このように、コールセンターの利用者層と、チャットボットの利用者層が重複しないケースでは、チャットボットを導入しても期待していた効果を得られない可能性があります。
事例4. チャットボットの利用率が時間と共に低下する
E社では、自社サイトに消費者向けのチャットボットを導入しました。
当初はチャットボットの利用率が順調に伸び、一定の効果を上げているように思われましたが、導入から半年後の稼働率をチェックしたところ、リリース直後と比べて利用率が大幅に低下していることが判明しました。
チャットボットには運用費がかかるため、利用率が低下すると、費用対効果も下がって損失を招くおそれがあります。
事例5. 経営層からチャットボットの打ち切りを命じられた
F社では、顧客からの問い合わせ対応業務が多く、本来の業務に支障を来していることを理由に、チャットボットの導入を経営層に提案しました。提案は可決され、チャットボットの運用により、現場の業務効率がぐっとアップしました。
ところが運用から1年が経過した頃、経営層から「費用対効果が疑わしい」ことを理由に、チャットボットの運用停止を命じられてしまいました。
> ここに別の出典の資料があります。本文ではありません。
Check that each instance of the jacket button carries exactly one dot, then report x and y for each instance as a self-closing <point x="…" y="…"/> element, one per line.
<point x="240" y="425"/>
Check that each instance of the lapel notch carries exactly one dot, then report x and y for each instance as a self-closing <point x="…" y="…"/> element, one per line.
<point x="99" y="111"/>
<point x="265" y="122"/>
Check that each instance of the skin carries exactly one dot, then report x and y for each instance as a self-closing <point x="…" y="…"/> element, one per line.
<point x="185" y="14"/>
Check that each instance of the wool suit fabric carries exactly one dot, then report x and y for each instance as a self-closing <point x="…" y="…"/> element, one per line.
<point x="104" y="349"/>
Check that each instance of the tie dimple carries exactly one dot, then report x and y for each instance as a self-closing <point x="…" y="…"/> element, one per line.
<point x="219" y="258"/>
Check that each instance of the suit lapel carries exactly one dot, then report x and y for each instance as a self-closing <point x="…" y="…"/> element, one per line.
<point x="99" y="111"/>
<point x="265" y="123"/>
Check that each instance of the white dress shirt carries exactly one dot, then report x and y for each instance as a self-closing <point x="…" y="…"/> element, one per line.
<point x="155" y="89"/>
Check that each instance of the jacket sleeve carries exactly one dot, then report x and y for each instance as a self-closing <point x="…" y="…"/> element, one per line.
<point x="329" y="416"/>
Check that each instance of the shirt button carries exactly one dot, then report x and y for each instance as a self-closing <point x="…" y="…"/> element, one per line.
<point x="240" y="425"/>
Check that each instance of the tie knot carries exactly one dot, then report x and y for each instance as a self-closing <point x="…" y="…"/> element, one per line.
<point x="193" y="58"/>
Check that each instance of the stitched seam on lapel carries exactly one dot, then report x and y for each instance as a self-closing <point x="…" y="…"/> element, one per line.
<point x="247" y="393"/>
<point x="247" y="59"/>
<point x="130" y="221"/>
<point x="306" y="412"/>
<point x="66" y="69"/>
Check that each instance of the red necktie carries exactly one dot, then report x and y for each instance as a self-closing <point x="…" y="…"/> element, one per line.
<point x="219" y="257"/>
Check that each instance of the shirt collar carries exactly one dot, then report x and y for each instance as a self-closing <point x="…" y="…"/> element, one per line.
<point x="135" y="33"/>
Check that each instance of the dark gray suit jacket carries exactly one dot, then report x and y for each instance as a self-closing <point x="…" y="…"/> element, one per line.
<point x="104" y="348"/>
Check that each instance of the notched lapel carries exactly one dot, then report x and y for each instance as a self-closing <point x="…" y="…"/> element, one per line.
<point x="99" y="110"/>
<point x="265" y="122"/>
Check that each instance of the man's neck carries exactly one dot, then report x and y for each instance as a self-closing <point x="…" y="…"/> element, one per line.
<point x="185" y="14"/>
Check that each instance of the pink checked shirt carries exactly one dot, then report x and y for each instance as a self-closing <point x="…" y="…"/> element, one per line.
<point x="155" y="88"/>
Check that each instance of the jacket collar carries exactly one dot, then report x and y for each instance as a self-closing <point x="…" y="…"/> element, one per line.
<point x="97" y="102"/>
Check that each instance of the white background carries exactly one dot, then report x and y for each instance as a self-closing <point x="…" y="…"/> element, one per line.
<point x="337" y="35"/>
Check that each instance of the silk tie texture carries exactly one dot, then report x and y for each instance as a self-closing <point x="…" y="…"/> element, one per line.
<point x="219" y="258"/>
現場ではチャットボットの利便性を実感できていても、経営層との認識にズレがあると、運用が打ち切られてしまう場合があります。
チャットボット導入で成功するための5つのポイント
チャットボット導入でよくある失敗事例を踏まえ、成功するために押さえておきたいポイントを5つご紹介します。
1. チャットボットの導入目的を明確にする
チャットボットを導入する目的は企業によって異なり、「自社サイトへの問い合わせ対応を自動化したい」という企業もあれば、「社内ヘルプデスクの負担を軽減したい」という企業もあります。
前者の場合は、顧客から寄せられるよくある質問を。後者の場合は社内からの問い合わせ内容をそれぞれピックアップし、的確な回答データを登録する必要があります。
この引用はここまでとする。